A Simple Question? - The hospital staff went rogue
Why was my father put under the care of a respiratory consultant at St. Luke’s General Hospital, Kilkenny when he did not have a respiratory disease or any symptoms of a respiratory medical condition on admission in early December 2022?
The hospital staff went rogue.
Shortly after my father was admitted to St. Luke’s General Hospital, Kilkenny in early December 2022 following a fall and an injury to his leg – see my post titled: “A Fall and an Injury” I telephoned the hospital and was told by reception that my father was in Surgical 2 Ward. Therefore, I telephoned Surgical 2 Ward and the ward reception clerk answered. He promptly told me that as the ward was a nurse down, the other two nurses were “trying to get the dinner out” and both were too busy to speak with me but he would ask one of the nurses to telephone me back.
I was concerned that the nursing staff were “trying to get the dinner out”. Were there no catering staff at the hospital to do this task?
No one returned my call and therefore, I rang Surgical 2 Ward again in the afternoon where I spoke once again to the ward reception clerk who told me that one nurse had called in sick that day and now one nurse was on her break, so the only other nurse on the ward (called “Liz”) was too busy to speak with me but he would ask her to telephone me back later.
Speaking to the ward reception clerk was like trying to get through a brick wall, he was no help at all and I was finding it impossible to speak with a medically trained person. There appeared to be no system in place for next-of-kin to find out how their loved one was doing or who to direct questions to.
No one returned my call and therefore, I telephoned Surgical 2 Ward again three days later and did manage to speak briefly with nurse “Liz” who told me that my father was well and would be a few days on antibiotics and then home. Phew, I was relieved that my father did not need to stay in hospital for long.
Two days after that I telephoned Surgical 2 Ward again, this time in the late afternoon and the ward reception clerk was off duty which allowed me to speak directly to an extremely helpful nurse who told me that sadly my father had tested positive for MRSA on his leg wound that day and that they had put him on steroids. The nurse confirmed that our father did not have MRSA on admission and it had only showed on the test today. This was six days after his admission to that hospital and was hospital acquired MRSA.
As the nurse was a good communicator and showed understanding, and as I was concerned that the hospital would covertly inject my father with a “Covid-19 booster”, I explained to her that our father had already had two Pfizer Covid-19 injections and did not want any more and that the injections were not safe and effective and were actually causing harm. The nurse quietly said to me that she was aware of that and explained that a few people she knew had died after receiving the Covid-19 injections! She sounded very worried about that.
The nurse went on to tell me that my father was under the care of consultant Dr Brian Canavan.
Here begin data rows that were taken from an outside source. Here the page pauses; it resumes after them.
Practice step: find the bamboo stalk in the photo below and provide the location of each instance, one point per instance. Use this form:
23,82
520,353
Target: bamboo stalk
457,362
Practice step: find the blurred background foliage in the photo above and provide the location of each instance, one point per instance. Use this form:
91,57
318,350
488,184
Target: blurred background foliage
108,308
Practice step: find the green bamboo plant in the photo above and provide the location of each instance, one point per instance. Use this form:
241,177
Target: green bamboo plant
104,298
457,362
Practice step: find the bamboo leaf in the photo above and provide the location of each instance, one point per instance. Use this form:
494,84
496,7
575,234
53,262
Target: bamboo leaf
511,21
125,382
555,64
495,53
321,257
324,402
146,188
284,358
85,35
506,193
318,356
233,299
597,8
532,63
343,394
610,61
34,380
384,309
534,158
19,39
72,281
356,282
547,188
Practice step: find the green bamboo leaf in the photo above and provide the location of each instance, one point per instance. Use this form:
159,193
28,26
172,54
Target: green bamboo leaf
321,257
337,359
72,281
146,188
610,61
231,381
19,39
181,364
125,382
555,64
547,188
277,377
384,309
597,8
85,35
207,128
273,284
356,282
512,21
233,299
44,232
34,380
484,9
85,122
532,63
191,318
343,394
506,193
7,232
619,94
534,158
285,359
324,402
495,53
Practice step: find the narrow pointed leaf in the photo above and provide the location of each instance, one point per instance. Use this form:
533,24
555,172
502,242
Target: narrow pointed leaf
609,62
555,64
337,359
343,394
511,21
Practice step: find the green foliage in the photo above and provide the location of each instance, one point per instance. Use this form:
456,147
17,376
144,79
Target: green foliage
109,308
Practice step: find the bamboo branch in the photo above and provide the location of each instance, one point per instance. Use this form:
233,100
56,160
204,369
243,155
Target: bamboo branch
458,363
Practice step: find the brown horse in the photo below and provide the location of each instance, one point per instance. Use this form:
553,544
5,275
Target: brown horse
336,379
I now had the name of a consultant and researched his area of medicine. I was shocked to find that Dr Brian Canavan was a respiratory consultant at St. Luke’s General Hospital, Kilkenny. Why was my father put under the care of a respiratory consultant at St. Luke’s General Hospital, Kilkenny when he did not have a respiratory disease or any symptoms of a respiratory medical condition on admission in early December 2022?
I telephoned the hospital reception the next morning to ask to speak with Dr Brian Canavan, Respiratory Consultant and was told that consultants do not speak with next-of-kin and I was given Dr Brian Canavan’s secretary’s telephone number.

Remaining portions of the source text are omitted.